I find the opinion of this 2008 case very informative: https://www.courtlistener.com/opinion/ ... any-v-wozniak-travel-inc/ , for instance:

In 1965 Ballantine Books published in the United States authorized paperback versions of The Hobbit, which sold 6.2 million copies between 1967 and 1978, and The Lord of the Rings, which sold 12.4 million copies during the same time period. Givan Dec., Exh. 13 ¶¶ 12-13; Exh. 10 ¶¶ 10, 17... Between 1980 and 2007, Houghton Mifflin sold 4.9 million authorized copies of The Hobbit and 13.1 million authorized copies of The Lord of the Rings.

By 1977 United Artists had received "hundreds" of requests for permission to use marks related to J.R.R. Tolkien's works, including the "Hobbit" mark.
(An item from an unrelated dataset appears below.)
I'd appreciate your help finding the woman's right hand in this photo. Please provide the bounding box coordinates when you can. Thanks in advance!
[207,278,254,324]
Givan Dec., Exh. 14 ¶ 8. These requests were for various products including board games, bookmarks, ceramic sculptures, chess sets, posters, jewelry, leather goods, linens, maps, painting sets, pictures of fine art, puppets, restaurant services, stationery, and t-shirts. Id. ¶ 9. United Artists refused each of these licensing requests, preferring to coordinate merchandising of Tolkien goods with the release of a motion picture film..
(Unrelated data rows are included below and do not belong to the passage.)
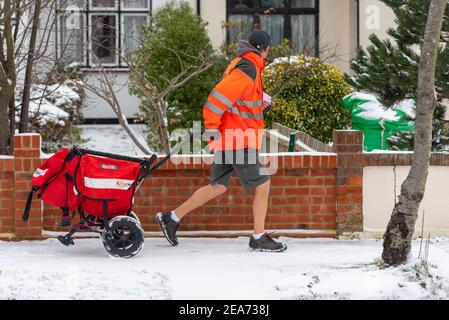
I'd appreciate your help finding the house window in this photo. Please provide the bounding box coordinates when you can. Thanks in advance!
[58,0,151,67]
[227,0,319,56]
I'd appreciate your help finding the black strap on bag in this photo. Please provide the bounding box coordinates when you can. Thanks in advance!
[22,186,38,221]
[60,173,74,227]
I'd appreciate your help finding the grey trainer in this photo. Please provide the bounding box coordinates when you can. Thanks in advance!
[156,212,180,246]
[249,233,287,252]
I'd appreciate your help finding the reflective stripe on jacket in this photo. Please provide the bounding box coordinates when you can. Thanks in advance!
[203,50,266,151]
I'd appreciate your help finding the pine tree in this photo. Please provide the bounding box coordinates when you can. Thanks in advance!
[346,0,449,151]
[388,103,449,151]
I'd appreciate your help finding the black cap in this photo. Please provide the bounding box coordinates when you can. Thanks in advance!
[248,30,272,50]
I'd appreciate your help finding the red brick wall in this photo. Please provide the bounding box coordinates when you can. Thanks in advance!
[333,130,364,234]
[0,131,379,240]
[13,135,43,239]
[0,157,14,236]
[40,154,337,235]
[131,155,337,233]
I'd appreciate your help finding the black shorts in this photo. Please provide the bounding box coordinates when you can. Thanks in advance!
[210,149,270,190]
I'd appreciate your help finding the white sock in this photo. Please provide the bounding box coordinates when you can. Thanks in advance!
[170,211,180,223]
[253,232,265,240]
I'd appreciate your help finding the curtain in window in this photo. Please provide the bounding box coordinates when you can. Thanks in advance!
[291,0,315,8]
[122,0,148,9]
[260,0,284,9]
[91,15,117,64]
[228,15,254,42]
[291,15,315,55]
[122,15,147,51]
[91,0,116,8]
[230,0,253,10]
[260,15,284,46]
[60,15,84,64]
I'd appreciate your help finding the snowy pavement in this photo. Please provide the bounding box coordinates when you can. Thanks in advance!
[78,124,151,156]
[1,237,449,300]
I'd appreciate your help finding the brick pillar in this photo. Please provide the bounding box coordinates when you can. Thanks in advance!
[14,134,43,239]
[0,157,15,238]
[333,130,364,235]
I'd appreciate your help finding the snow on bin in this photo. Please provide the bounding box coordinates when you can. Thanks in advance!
[342,93,415,151]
Directed by Jules Bass and Arthur Rankin, Jr., the 1977 animated television film of The Hobbit...Although the television film was unauthorized when it began production, the Tolkien Estate and Tolkien Enterprises threatened legal action, and the film and its related merchandise became authorized through a series of settlement agreements. Bendich Dec. ¶ 7. A sequel to the 1977 film, The Return of the King - A Story of the Hobbits, was released on television in May 1980, and was also eventually authorized by settlement agreement.

Tolkien Enterprises has engaged in various trademark enforcement efforts. After acquiring its rights in late 1976, Tolkien Enterprises took action against a number of unauthorized users. Many unauthorized users, after receiving cease-and-desist letters informing them of Tolkien Enterprises's rights, entered into license agreements or simply discontinued their unauthorized use. See e.g., Bendich Dec. ¶¶ 26, 32-40; Exhs. 21-28. At times, Tolkien's enforcement efforts have required significant litigation activity. In 1982, Tolkien Enterprises agreed to dismiss and settled a case following the court's decisions on summary judgment. See Superior Models, Inc. v. Tolkien Enterprises, 1981 WL 40556, 211 U.S.P.Q. 876, (D. Del. Aug. 14, 1981). The plaintiff Superior Models, Inc., a manufacturer and marketer of miniature metal figurines, agreed to take a license from Tolkien Enterprises and pay royalties in exchange for certain ancillary rights provided by Tolkien Enterprises. Bendich Dec. ¶¶ 41-42. Another enforcement effort resulting in litigation occurred in the 1990s and involved AT&T's plan to use the term Hobbit to describe one of its microprocessors. Tolkien Enterprises disputed AT&T's planned use of the mark, communications between counsel led to a trademark opposition, and litigation ensued in 1995 when Tolkien Enterprises filed a complaint for trademark infringement against AT&T in the Northern District of Illinois. Ultimately, AT&T recognized Tolkien Enterprises's rights in the Hobbit mark, assigned its trademark registrations to Tolkien Enterprises, and ceased using the mark.

It appears they are summarized from statement and exhibits provided by Saul Zaentz Co. I guess the full case documents might well provide more info, perhaps even the cease-and-desist letter to TSR. Sadly currently only 5 trivial files are available on courtlistener.com. Perhaps someone with Pacer access could look into the case?